Segundo os evangelhos não incluídos no cânon bíblico, Maria
Madalena era líder de uma fervorosa comunidade cristã primitiva e
tinha uma liderança reconhecida por todos, o que era motivo de
picuínhas e caras feias por alguns apóstolos, especialmente Pedro e
Paulo. Mas isso é uma outra história.
Voltemos à
palavra chave da festa pascal: Ele Ressuscitou ! De acordo com Santo
Atanásio, que foi bispo de Alexandria no séc. IV, ele dizia: a
Páscoa não é celebrada apenas no domingo da ressurreição, mas eu
todos os 7 domingos do período pascal. Não se diz 2º domingo
depois da páscoa, 3º domingo depois da páscoa, etc, mas 2º
domingo da páscoa, 3º domingo da páscoa..., os sete domingos
formam uma só e grande páscoa. De fato, a Páscoa é uma
festividade de uma dimensão tal que teria sua importância diminuída
se ficasse reduzida a apenas um domingo celebrativo. Se observarmos
bem, a páscoa é a memória central que se celebra em todos os
domingos do ano, sendo que neste período tem uma referência
especial.
Todos os anos, nós celebramos a festa da Páscoa
e este é sempre um momento forte de recarregar a nossa fé e a nossa
esperança, sobretudo nesse tempo carregado de sombras e incertezas.
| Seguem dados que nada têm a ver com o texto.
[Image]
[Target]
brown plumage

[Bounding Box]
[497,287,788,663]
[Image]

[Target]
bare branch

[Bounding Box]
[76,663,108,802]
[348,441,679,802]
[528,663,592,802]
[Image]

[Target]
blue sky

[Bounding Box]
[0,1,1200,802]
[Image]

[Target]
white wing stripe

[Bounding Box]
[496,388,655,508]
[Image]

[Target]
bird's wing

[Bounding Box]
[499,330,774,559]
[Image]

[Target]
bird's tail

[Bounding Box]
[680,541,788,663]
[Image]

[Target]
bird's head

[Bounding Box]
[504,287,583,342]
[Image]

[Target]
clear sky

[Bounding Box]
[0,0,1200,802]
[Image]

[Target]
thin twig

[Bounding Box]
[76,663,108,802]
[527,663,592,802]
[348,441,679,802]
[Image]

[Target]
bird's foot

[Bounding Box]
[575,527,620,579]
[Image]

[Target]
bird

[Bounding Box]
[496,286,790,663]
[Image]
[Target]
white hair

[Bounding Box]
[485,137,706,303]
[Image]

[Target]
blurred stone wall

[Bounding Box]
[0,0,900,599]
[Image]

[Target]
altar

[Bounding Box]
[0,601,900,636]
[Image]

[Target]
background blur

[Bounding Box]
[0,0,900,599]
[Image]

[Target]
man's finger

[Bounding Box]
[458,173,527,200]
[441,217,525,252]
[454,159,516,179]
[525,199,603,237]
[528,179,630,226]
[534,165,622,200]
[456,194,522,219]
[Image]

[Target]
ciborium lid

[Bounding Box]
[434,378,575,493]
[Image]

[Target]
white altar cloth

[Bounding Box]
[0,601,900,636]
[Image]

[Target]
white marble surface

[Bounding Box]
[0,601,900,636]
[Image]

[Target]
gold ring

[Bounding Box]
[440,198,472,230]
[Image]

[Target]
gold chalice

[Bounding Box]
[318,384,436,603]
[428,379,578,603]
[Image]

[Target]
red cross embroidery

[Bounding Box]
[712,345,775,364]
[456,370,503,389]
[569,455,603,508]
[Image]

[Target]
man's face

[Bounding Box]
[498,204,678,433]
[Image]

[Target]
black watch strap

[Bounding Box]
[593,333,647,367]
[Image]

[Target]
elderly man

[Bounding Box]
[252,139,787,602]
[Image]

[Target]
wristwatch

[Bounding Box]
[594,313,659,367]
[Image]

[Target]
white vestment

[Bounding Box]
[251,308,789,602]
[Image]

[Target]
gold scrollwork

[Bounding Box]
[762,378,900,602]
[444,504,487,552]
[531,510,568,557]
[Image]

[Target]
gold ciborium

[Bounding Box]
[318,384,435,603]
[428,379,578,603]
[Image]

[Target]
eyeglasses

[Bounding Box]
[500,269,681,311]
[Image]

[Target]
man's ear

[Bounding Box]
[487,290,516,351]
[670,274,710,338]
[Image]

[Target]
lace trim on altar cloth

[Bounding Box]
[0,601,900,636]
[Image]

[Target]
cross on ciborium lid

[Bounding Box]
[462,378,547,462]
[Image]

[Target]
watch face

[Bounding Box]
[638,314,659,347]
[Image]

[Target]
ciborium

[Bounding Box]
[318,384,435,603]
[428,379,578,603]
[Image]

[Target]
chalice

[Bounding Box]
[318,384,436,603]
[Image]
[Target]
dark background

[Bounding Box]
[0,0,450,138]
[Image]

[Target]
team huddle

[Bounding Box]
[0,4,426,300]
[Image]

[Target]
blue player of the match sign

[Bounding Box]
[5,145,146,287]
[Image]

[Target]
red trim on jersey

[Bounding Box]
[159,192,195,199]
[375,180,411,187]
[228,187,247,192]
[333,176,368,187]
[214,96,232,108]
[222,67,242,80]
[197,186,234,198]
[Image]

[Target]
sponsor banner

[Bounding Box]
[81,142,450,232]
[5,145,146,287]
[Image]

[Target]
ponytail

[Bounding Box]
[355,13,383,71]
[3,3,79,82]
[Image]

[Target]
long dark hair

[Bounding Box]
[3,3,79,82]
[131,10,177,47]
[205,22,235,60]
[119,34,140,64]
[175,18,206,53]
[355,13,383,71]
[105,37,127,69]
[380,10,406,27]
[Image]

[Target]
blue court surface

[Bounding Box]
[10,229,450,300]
No século XIX, os exegetas racionalistas protestantes tentaram fazer
uma “interpretação” científica da Bíblia, retirando todas as
referências sobrenaturais do texto acerca de milagres, procurando
encontrar explicações científicas para estes. Jesus poderia ter
sido um grande mágico, um grande prestidigitador, um grande
parapsicólogo, um grande físico ou químico ou biólogo, etc... mas
essa tentativa esbarrou num fato inexplicável: a ressurreição.
Nunca, em tempo ou lugar algum, se ouviu qualquer notícia ou
testemunho de algo semelhante, ou seja, de alguém que tivesse
morrido verdadeiramente e depois, pelas suas próprias forças,
tivesse voltado a viver. E ficaram num dilema: ou afirmariam que
todas aquelas pessoas que testemunharam esses fatos eram loucas (o
que seria absolutamente irrazoável e insensato) ou então
acreditariam que eles falaram a verdade. E pararam o trabalho por
aí.
Meus amigos, vale lembrar aqui o que Cristo disse a
Tomé: tu acreditaste porque viste; bem-aventurados os que não viram
e, no entanto, creram. Jesus está nos chamando de bem-aveuturados.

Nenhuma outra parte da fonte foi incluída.